I went this year, to Belfast, just for a few days. I went to volunteer at the festivals meant to pull young people away from the more sectarian celebrations. I went to see my relatives, aunts and uncles and cousins who greeted me with warm food and warmer hugs and told me not to worry myself, they wouldn’t be permitting any of our lot to make fools of ourselves for no damn Orangemen’s parade.
But mostly I went to watch. I wanted to see it. I wanted to know, what has changed? Are we a different people now? Does peace really foster hope?
And today, on the other side of the Glorious Twelfth, I still don’t know.
I wandered through the streets of Shankhill and Sandy Row. I watched the people drinking and celebrating as the fires went up, their light dancing across the Troubles murals. My feet took me on a journey through the maze of Union Jacks and popcorn. My cousin was at my side, and then he wasn’t any longer. I was surrounded by bodies, and I was alone, and my eyes lifted up to where the Tricolour flapped in the wind and I watched as the flag of my homeland disintegrated into cinders that flared in the summer air and went dead and cold and lifeless.
The Twelfth, the Glorious Twelfth. Sectarian Saturday.
I walked through the streets my family has called home. Where I used to come to visit, and stared at the barricades and blown out windows with my child’s nose pressed against the glass of the car.

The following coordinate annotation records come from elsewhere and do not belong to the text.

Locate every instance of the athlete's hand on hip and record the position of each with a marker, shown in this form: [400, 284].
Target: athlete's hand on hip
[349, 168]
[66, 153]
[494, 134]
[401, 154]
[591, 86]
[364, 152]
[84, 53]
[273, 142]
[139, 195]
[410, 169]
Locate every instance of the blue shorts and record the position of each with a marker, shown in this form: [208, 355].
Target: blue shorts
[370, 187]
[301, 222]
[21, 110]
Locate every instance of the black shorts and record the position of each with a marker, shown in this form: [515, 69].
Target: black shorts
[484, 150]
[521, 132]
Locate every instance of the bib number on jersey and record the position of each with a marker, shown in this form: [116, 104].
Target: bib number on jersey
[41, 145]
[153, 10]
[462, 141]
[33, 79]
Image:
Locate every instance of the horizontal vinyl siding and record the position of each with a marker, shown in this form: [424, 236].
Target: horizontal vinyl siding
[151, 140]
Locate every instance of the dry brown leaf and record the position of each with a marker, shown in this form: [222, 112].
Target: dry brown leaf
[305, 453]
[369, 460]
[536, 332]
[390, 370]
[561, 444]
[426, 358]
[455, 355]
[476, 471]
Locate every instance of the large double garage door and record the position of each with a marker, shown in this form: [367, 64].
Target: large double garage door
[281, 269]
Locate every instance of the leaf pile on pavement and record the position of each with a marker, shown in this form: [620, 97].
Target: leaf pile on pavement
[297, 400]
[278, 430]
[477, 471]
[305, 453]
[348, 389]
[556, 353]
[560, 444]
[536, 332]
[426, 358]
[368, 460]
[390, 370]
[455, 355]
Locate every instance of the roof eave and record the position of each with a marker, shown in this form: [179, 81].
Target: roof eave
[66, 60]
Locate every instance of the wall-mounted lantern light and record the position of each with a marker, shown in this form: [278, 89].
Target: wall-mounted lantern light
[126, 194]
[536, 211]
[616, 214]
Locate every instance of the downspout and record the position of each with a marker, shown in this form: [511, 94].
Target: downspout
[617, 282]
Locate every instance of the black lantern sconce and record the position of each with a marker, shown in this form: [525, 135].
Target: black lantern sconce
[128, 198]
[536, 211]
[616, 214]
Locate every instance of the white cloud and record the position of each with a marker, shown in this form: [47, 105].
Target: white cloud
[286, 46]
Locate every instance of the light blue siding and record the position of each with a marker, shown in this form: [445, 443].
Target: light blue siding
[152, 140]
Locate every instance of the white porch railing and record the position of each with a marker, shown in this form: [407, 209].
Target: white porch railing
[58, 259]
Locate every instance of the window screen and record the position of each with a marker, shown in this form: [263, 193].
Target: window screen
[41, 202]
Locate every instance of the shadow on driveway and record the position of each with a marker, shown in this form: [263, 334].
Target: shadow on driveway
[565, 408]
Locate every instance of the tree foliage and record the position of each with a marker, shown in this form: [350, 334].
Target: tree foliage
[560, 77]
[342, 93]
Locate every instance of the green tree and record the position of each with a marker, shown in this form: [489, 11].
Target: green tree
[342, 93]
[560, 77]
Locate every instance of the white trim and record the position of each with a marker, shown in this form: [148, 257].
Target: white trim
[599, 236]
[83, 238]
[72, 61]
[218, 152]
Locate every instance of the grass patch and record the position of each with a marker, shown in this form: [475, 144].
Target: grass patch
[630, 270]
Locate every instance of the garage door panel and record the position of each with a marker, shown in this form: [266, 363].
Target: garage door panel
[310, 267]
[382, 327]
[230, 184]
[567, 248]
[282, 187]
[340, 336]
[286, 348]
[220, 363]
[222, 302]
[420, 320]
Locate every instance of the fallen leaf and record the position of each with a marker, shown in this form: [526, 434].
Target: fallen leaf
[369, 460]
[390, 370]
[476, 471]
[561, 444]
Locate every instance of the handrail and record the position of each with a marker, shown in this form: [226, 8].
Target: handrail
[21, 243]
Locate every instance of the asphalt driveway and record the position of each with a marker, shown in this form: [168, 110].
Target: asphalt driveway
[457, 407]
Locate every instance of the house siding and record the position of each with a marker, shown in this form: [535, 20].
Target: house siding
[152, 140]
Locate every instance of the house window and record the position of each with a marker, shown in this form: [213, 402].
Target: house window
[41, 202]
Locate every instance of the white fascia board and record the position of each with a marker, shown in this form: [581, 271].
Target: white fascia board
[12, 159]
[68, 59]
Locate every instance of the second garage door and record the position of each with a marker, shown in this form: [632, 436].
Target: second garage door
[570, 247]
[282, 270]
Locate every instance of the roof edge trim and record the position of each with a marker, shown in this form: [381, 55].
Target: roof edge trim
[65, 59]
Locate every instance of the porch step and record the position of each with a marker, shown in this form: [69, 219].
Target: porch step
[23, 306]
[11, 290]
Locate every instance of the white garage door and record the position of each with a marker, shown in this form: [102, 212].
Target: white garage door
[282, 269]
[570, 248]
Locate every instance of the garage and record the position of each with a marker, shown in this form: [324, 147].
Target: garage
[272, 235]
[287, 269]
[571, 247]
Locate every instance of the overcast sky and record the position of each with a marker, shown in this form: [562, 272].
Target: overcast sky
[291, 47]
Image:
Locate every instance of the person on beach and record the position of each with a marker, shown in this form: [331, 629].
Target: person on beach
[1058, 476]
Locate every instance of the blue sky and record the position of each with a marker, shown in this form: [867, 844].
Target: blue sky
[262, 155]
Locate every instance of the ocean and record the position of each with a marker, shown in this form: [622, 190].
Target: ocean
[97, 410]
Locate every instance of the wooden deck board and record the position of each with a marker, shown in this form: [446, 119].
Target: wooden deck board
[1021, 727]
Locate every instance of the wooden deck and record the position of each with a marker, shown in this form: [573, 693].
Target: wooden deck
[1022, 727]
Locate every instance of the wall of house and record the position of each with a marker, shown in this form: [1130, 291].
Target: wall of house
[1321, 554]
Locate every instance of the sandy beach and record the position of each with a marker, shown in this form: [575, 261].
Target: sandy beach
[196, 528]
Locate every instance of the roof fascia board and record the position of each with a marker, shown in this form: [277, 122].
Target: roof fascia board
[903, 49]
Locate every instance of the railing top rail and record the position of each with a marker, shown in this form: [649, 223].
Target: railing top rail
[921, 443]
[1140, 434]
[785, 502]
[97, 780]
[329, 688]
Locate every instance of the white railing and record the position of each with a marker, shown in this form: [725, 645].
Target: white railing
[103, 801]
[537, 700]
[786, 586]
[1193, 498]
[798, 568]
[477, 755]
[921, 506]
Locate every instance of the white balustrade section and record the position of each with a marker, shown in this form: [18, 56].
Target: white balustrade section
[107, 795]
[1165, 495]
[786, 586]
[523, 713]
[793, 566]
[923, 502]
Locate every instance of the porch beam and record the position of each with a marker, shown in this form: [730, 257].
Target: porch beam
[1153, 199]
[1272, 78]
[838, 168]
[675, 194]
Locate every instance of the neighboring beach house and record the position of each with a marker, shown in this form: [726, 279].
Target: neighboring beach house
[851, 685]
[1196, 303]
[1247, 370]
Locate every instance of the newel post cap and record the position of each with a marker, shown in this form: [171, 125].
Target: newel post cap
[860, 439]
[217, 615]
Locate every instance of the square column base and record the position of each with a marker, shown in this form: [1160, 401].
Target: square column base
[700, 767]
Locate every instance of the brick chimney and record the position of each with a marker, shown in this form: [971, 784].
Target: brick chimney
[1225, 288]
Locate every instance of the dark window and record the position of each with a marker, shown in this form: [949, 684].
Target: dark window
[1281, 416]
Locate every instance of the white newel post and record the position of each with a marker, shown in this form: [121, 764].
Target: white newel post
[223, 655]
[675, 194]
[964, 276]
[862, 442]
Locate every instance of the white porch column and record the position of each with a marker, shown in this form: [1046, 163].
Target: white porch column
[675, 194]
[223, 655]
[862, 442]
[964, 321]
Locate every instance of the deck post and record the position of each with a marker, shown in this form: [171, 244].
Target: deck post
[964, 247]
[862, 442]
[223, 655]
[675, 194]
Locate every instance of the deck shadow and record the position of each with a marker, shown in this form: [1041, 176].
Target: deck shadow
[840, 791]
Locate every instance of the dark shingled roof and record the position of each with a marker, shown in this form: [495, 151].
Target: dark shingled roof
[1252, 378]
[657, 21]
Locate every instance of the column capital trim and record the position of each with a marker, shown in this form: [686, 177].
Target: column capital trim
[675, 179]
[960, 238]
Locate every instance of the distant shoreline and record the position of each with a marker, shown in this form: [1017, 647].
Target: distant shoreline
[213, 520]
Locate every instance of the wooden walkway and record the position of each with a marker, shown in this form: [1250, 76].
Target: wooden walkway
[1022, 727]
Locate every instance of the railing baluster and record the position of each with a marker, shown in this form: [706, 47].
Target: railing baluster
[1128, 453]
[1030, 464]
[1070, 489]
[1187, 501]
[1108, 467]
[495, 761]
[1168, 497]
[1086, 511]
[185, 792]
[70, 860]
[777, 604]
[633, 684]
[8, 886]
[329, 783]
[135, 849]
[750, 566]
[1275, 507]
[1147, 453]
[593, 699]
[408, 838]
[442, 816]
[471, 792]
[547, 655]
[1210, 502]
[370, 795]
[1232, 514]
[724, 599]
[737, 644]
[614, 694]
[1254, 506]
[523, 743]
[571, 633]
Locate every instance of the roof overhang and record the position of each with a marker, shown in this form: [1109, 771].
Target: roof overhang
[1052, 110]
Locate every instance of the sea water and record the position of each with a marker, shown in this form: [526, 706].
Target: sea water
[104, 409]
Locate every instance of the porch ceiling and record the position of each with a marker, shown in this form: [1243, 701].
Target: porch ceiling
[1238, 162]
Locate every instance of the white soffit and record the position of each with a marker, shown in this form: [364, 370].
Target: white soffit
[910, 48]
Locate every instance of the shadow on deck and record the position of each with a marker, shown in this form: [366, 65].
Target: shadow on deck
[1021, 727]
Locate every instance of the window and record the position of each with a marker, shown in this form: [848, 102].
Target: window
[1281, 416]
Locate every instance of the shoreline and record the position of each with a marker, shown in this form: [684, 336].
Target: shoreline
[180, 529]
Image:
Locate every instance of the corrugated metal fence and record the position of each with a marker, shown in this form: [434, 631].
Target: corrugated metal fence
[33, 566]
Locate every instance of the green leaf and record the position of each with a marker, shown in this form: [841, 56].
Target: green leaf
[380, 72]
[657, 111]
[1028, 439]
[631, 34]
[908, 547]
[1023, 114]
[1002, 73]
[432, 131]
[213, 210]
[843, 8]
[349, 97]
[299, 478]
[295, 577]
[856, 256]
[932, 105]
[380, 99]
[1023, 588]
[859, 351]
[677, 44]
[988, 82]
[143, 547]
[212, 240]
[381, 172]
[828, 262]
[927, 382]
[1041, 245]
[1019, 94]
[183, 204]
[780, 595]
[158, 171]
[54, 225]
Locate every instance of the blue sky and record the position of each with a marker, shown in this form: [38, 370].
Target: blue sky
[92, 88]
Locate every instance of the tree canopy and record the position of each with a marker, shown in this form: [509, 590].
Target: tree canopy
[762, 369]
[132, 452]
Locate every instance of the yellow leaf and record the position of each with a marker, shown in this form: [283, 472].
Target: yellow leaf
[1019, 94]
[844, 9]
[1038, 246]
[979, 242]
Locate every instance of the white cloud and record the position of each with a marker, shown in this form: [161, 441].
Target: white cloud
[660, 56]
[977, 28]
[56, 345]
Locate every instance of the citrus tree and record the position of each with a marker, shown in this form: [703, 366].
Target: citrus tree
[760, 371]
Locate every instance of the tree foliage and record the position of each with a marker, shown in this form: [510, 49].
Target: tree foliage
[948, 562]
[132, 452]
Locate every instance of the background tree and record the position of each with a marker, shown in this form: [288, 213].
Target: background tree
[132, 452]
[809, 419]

I walked among the crowds on Eleventh night. I stood shoulder to shoulder with stupid kids, resentful adults, with students and parents and smiling tourists waving around their iPhones.
And the UVF. Terrorists. You sometimes know who those are. They’re the ones whose eyes are hardest, who’s smiles are the cruelest as they watch the effegies go up in flames.
The chanting cries of ‘ KAT! KAT! Kill All Taigs!” are a pretty good giveaway too.
I watched the bonfires burn in Belfast, a celebration by a tribal people to celebrate the lines that divide us and the injuries we have done to one another in the name of gods and saints and reformers. And all I could whisper to myself was, ‘These are my people.”
These are my people.
Seo iad mo mhuintir.
These people burning representations of their neighbours on 100 foot high bonfires are the people I love. This celebration of hatred is happening in the land I so sorely miss.
The Twelfth, the Glorious Twelfth. The Broken, Burning, Bastard Twelfth.
Éire, a fheiceann tú do chuid páistí? Éire, tá do chuid súl tirim?
I hugged my old deerskin jacket around myself despite the heat of the fire. Suddenly, I wanted nothing more than to return to America, where Christians farewell each other on Twitter and write lengthy blog posts on who is and who is not a heretic instead of rubbing murdered friends and relatives in each others faces.
I wanted to get out.
Out of Belfast and Ireland and a world where people celebrate the stupid, stupid things they do for their religion.
My cousin reappeared at my side and we escaped to a Catholic part of the city, where the streets were dark and quiet and we could drink a cider in a pub where no one was really speaking.
The next day was the Glorious Twelfth. Orangeman’s Day was quiet this year. No riots, like last year. From what I heard, few disturbances. Some protests. A section of parade route blocked off along a sectarian flashpoint.
Just the reminder. That lines are still drawn, that we are not the same as you and you need to be reminded of that yet again.
The Twelfth, the Glorious Twelfth.
America, I’m tired, I’m poor, I’m yearning to breathe free again. And I’m coming back, across the sea.
Light the bonfires to welcome me home.